Дима коротко посмотрел на меня, но ничего не ответил. То ли не расслышал, то ли услышал что-то свое. Шлагбаум дрогнул и взмыл наверх, освобождая дорогу. Сетчатая дверь-купе, с металлическим лязгом поехала в сторону.

Выехав на главную улицу, Дима сбавил ход и понизил голос. Шины мягко шуршали о ровный асфальт.

– Ладно, я тебе намекну сейчас. Словами. Все, дорогая, хватит. Не можешь по-хорошему, будет по-плохому. Хер ты будешь там жить одна. Хочешь работать – будешь просыпаться пораньше. Не хочешь, блядь, тогда плети макраме! Захочешь поразвлечься, будешь ходить со мной. В «Шанхай»! Не хочешь в «Шанхай», будешь дома сидеть. А дружить отныне будешь с легализованными блядями – женами моих пацанов. Вплоть до Ирки, если понадобится? Понятно?! Увижу рядом с тобой Попову, прибью.

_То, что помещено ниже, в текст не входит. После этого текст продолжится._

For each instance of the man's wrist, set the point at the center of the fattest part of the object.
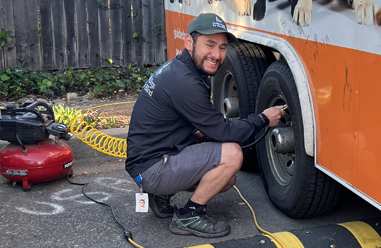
(265, 120)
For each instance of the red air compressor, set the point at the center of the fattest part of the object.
(32, 155)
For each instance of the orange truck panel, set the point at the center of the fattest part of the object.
(342, 61)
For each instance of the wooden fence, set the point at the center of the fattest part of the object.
(59, 34)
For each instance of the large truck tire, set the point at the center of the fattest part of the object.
(289, 176)
(238, 79)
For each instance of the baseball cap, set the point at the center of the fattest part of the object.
(210, 23)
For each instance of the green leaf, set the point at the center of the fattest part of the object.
(4, 77)
(82, 76)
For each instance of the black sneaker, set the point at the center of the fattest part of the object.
(199, 225)
(160, 205)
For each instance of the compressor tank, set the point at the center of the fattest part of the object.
(42, 162)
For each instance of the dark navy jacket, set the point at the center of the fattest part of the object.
(174, 102)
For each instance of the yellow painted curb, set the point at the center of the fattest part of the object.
(364, 233)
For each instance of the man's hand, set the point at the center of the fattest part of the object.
(200, 136)
(274, 114)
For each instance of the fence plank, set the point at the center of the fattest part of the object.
(147, 57)
(21, 33)
(138, 30)
(116, 30)
(46, 35)
(92, 13)
(159, 40)
(69, 34)
(82, 35)
(2, 59)
(33, 34)
(9, 51)
(127, 31)
(105, 36)
(59, 57)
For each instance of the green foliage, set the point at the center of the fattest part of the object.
(4, 37)
(18, 82)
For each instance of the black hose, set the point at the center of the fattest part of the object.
(127, 233)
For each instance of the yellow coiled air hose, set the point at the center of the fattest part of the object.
(102, 142)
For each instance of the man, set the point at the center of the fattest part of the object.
(172, 111)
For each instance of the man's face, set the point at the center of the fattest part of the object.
(209, 52)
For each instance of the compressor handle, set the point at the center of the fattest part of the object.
(23, 111)
(48, 112)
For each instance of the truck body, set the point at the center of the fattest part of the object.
(323, 60)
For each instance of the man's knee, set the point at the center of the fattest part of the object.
(232, 154)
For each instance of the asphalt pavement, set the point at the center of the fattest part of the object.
(57, 214)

– У меня с ней в этом плане все кончено!

Димин взгляд был подобен молнии.

– Ах, да. Забыл… Она же спит с Кротким.

Я дрогнула. Я всякий раз вздрагивала.

Какая девушка спокойно уснет, узнав, что бывший не распался на атомы, узнав о ее замужестве? Что вместо того, чтобы расплакаться и убежать в монастырь, он преспокойно трахается с другой? Получше.

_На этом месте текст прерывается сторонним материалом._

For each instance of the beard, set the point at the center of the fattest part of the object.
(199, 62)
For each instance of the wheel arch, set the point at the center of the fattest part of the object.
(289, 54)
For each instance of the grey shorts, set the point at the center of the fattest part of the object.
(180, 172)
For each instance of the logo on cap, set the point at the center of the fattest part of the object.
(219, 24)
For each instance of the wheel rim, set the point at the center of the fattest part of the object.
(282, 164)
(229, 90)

Это помогло мне взять себя в руки.

– Какая знакомая песня. Только раньше, вместо «Кроткий» там всегда было «Кан». Он тебе на свадьбу текст подарил?

Дима сузил глаза и раздул ноздри. Грудь напряглась и расправилась, став еще шире.

– Мое терпение, – сказал он на выдохе, – велико, но не безгранично.

Джип дернулся, меня вжало в кресло.

– О, – сказала я ровно. – Слава богу. Я думала, тебя подменили эльфы!